Mais nous sommes à la merci de l’erreur pour le plus grand bien de notre évolution, car sans elle, sans son absolue nécessité pour relativiser nos repères, nous resterions enfermés dans des représentations dont nous nous satisferions, sans réaliser qu’elles nous enchaînent dans la prison d’opinions limitatrices.
L’erreur est un tremplin vers demain quand elle est reconnue ; une justification d’hier quand on la nie par crainte d’être déstabilisé. Nous sommes pourtant à sa merci pour progresser, car c’est en osant l’erreur que celui qui ne sait pas encore, qui n’a pas encore essayé, ou qui n’a pas encore compris s’engage dans l’aventure du futur.
C’est en se trompant de chemin que se déploie l’insoupçonné et son lot de surprise ; l’erreur introduit, quand elle est avérée, une correction ; correction d’impression, correction de trajectoire, correction de devenir ; correction non pas à l’encre rouge et au jugement dévalorisant, mais correction qui invite à se réjouir de cette conquête qui transforme nos états d’être.
L’erreur est humaine, elle est un don de Dieu pour que l’humanité se fraye un chemin jusqu’à lui.
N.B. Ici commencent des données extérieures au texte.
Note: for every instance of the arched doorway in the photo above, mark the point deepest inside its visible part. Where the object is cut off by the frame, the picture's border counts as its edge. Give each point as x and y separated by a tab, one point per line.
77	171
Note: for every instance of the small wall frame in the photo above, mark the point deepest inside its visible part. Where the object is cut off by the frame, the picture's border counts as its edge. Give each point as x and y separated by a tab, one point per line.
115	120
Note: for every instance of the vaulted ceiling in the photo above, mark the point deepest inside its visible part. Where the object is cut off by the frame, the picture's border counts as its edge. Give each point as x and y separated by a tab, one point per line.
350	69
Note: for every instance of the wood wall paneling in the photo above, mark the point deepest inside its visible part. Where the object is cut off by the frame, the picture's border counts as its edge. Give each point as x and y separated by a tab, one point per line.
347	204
Elle résulte d’une capacité à connaître et à décider dans des cadres contextuels particuliers et donc nécessairement limités. Elle surgit pour dire qu’il convient d’élargir nos perspectives pour investir un ailleurs capable d’enrichir la conscience.
C’est grâce à cette quête de l’au-delà, aux revisites intelligentes des erreurs qui s’affichent, aux sorties des ornières de nos travers, que nous quittons l’espace des apparences et des certitudes légitimant le passé, et que nous inventons les solutions idoines qui inévitablement paraîtront erreur quand nous en aurons révélé l’ensemble des potentiels.
Car l’erreur est une révélation. Révélation de ce qui paraît, révélation de ce qui nous a trompés, révélation d’un après, révélation d’une recherche et révélation permanente que nous sommes sans cesse en évolution. Sans erreur et sans sa reconnaissance, pas de possibilité d’évoluer, car nous serions alors englués dans une éternité conceptuelle figée et sclérosante.
À la merci de l’erreur, et merci l’erreur qui nous sort d’une identité de vieux sachants qui n’ont rien, vraiment rien de vieux sages.